Шведков окликнул автоматчика и велел ему позвать санитарного инструктора.

— Если только живая,— прибавил он.

— Ясно. Зачем она, если не живая,— угрюмо сказал автоматчик.

— Живая, живая, я проверил,— усмехнулся Филяшкин и, стряхнув с рукава пыль, утёр лицо. Он всё время потягивал носом: в воздухе круто пахло свербящим горьким дымом, жирной сажей, сухим известковым прахом — тревожный, хмельной дух переднего края.

— Выпьем, что ли? — неожиданно спросил непьющий Шведков.

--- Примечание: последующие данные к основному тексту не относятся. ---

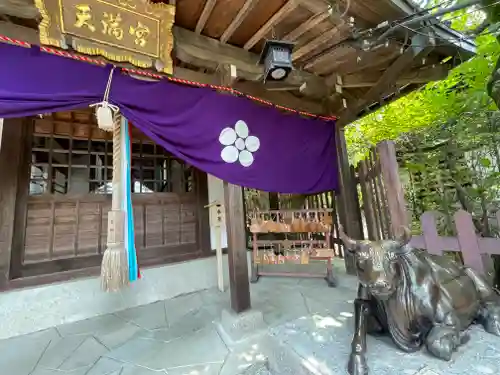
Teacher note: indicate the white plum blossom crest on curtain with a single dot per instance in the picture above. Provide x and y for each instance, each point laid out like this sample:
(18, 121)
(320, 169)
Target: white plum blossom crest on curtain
(239, 145)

— Нет, неохота,— ответил Филяшкин.

Всё переменилось за эти часы: деликатные стали грубыми, а грубые помягчели, бездумные задумались, а погружённые в заботы с весёлым отчаянием сплёвывали, говорили громко, смело, как пьяные.

— Чудак, что это ты всё пишешь, пишешь,— проговорил Филяшкин,— будто тебе (он подумал и назвал срок, казавшийся ему огромным в этой яме) ещё полгода жить? Давай лучше поговорим. Ты, как, осуждаешь меня за санинструктора?

— Осуждаю. Не знаю, может быть, и неправильно,— сказал Шведков,— пусть меня парткомиссия поправит, материал разберут. Я считаю, что командиру не нужно это.

— Ну, правильно, я и говорю, правильно. Чего ждать, пока разберут. Я тебе сейчас прямо скажу: виноват я в этом деле.